Land Rover stunned us all at the 2018 Geneva Motor Show after it dropped the covers on the Limited Edition Range Rover SV Coupe. It was showcased as a factory-designed, custom two-door SUV powered by a 577-hp V8 engine.

At the time, the Coupe SUV was priced at $315,000 which was a whopping $63,000 more than the Bentley Bentayga, but far more exclusive. It was poised to be limited to just 999 models which would be hand-built at Jaguar Land Rover’s Special Vehicle Operations in Coventry. However, recent news from London suggests that the company has axed its production.

Range Rover SV Coupe

The company has not disclosed the number of bookings it had received but claimed that some of them had plumped their vehicles up to $446,000.

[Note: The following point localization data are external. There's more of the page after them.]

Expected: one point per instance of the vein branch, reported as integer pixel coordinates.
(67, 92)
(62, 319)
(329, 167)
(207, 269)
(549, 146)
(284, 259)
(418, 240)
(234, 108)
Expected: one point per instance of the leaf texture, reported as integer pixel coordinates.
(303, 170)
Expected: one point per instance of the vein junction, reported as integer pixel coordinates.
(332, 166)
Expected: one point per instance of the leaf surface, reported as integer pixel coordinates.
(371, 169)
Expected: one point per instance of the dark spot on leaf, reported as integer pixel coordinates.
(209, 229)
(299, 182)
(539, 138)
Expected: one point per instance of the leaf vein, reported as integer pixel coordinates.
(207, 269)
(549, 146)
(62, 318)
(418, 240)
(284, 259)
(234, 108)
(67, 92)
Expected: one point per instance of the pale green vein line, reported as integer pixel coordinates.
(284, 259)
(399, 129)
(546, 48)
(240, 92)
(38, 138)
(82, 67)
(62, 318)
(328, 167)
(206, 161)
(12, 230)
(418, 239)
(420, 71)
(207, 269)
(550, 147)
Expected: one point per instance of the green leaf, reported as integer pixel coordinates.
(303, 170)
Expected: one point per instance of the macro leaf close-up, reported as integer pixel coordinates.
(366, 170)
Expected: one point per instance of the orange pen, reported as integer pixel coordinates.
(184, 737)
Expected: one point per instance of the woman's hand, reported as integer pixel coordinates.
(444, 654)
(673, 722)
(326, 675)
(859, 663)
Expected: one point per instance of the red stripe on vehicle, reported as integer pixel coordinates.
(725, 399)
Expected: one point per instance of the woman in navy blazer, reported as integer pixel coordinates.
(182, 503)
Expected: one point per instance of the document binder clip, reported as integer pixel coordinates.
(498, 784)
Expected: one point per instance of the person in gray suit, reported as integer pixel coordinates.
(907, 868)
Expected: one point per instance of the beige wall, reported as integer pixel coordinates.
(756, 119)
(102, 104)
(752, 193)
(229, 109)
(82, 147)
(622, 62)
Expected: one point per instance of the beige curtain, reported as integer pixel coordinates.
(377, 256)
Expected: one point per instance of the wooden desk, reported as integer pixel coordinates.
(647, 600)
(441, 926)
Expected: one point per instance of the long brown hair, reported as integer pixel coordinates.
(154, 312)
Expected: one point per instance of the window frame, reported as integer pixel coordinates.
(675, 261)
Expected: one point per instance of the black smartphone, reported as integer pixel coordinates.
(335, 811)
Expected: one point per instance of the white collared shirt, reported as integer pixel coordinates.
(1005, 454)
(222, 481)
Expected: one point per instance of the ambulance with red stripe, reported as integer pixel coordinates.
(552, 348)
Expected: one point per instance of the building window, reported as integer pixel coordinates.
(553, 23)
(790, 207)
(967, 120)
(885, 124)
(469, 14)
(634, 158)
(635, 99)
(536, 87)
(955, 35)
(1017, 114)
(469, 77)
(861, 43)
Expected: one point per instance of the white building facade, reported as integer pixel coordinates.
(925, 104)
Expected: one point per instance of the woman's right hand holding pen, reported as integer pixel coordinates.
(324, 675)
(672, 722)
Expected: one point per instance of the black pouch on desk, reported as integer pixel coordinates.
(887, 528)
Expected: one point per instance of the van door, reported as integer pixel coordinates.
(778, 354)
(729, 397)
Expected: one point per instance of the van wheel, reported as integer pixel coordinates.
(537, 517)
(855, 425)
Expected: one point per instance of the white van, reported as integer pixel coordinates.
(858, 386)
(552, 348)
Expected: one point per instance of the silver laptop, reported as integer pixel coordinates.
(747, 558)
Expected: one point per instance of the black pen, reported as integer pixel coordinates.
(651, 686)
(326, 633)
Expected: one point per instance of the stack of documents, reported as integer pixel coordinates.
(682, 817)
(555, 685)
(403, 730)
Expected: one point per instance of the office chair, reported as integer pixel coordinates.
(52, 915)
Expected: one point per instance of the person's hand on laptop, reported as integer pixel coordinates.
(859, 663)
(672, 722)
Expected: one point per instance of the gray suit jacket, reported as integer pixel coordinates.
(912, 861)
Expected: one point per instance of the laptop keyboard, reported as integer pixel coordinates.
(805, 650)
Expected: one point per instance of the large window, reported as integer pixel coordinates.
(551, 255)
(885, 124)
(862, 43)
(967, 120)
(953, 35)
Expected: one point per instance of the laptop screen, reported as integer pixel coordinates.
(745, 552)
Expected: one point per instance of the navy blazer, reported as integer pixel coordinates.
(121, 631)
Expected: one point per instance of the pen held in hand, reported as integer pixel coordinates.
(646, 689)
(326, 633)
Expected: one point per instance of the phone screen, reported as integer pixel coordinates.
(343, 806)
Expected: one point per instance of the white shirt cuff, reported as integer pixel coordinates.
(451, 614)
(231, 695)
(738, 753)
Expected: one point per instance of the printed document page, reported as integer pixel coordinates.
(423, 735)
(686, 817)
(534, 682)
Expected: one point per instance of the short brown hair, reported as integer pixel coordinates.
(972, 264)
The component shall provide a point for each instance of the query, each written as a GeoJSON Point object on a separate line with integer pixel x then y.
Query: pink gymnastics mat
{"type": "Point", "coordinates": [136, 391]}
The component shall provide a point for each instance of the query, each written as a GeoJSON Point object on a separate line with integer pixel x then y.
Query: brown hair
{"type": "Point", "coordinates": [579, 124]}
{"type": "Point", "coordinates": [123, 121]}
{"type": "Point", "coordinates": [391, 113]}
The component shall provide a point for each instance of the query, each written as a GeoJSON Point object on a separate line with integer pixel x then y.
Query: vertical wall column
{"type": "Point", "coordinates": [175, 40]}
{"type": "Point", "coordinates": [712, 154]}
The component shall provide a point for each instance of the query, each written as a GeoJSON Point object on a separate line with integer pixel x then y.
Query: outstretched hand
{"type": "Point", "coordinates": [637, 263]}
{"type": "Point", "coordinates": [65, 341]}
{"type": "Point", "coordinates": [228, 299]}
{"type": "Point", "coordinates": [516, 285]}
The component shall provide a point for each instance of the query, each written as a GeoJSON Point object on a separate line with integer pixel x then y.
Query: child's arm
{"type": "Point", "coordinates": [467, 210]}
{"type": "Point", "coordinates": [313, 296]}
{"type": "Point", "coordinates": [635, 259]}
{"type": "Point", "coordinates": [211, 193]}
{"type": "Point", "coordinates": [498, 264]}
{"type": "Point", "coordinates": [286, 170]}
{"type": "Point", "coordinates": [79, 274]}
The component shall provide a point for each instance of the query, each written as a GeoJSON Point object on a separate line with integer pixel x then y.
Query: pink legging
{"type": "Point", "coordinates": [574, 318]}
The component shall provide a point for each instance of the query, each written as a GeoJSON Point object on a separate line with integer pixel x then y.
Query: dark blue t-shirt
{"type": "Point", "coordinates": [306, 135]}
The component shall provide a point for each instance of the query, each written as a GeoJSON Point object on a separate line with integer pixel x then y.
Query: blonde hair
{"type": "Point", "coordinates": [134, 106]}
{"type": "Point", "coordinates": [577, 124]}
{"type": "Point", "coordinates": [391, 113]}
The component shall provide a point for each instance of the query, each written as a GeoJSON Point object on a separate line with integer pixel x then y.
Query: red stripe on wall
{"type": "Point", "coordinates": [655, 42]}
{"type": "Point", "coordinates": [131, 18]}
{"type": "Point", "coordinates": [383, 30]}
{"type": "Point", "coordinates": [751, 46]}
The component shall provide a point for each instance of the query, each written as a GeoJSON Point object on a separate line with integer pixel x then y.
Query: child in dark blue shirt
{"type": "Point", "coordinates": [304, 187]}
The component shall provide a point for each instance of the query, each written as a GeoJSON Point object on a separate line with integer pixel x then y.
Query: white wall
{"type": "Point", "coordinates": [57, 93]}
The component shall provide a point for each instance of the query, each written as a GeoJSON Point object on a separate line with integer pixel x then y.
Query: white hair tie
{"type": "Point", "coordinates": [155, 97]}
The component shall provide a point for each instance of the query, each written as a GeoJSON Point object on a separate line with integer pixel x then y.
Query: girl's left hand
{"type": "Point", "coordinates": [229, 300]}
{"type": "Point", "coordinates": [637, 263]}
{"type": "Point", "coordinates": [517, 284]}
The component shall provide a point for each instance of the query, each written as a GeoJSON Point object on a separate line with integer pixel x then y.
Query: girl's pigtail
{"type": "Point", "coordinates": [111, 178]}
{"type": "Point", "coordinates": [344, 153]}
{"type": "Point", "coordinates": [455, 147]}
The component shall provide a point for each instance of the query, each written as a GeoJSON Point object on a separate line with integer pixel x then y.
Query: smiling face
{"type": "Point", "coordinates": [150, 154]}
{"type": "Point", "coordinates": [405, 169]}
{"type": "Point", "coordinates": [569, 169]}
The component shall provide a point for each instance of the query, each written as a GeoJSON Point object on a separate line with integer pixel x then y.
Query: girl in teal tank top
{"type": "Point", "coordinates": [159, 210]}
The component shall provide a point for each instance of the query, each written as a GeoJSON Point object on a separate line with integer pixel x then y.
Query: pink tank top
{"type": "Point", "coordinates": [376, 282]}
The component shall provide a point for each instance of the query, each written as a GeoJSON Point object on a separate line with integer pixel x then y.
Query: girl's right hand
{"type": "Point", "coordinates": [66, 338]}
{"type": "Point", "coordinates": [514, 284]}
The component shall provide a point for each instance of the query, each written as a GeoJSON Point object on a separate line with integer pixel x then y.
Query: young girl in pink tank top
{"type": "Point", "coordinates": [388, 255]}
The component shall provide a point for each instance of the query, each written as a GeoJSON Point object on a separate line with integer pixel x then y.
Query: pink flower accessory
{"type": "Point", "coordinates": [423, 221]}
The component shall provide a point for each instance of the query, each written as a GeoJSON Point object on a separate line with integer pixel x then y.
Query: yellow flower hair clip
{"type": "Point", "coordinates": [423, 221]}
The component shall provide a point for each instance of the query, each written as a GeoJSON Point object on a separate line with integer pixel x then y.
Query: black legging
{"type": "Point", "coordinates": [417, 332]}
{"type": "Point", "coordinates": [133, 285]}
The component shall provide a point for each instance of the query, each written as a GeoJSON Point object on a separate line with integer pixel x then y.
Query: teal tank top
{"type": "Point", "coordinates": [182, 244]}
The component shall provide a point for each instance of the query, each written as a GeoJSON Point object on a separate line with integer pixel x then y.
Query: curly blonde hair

Buyers who put down deposits and configured their cars were faced with the bad news after Land Rover said that they wouldn’t be getting one. The company has not disclosed the number of bookings it had received but claimed that some of them had plumped their vehicles up to $446,000.

Speaking to Auto Express, Land Rover said, “We’ve taken the difficult decision to inform our customers that the Range Rover SV Coupe will not proceed into production. Instead, we’re focusing our resources and investment on the next generation of world-class products”.

While the company did not hint at it, this news comes a few weeks after the British brand laid off thousands of employees citing lower demand in China and a slump in sales of diesel cars in Europe.

Range Rover SV Coupe Interior

It was poised to be limited to just 999 models which would be hand-built at Jaguar Land Rover’s Special Vehicle Operations in Coventry.

Currently, the English firm is credited for a higher proportion of cars in Britain than any other major or medium-sized carmaker. Reports suggest that the firm has also spent millions of pounds make itself Brexit-ready in case there are tariffs or customs checks.

Between April and September last year, Jaguar Land Rover lost about $450 million and had announced a cut of close to 1000 jobs in Britain. Apart from that, it had also announced a three-day-week working pattern in Castle Bromwich after calling off production for two weeks at its Solihull plant.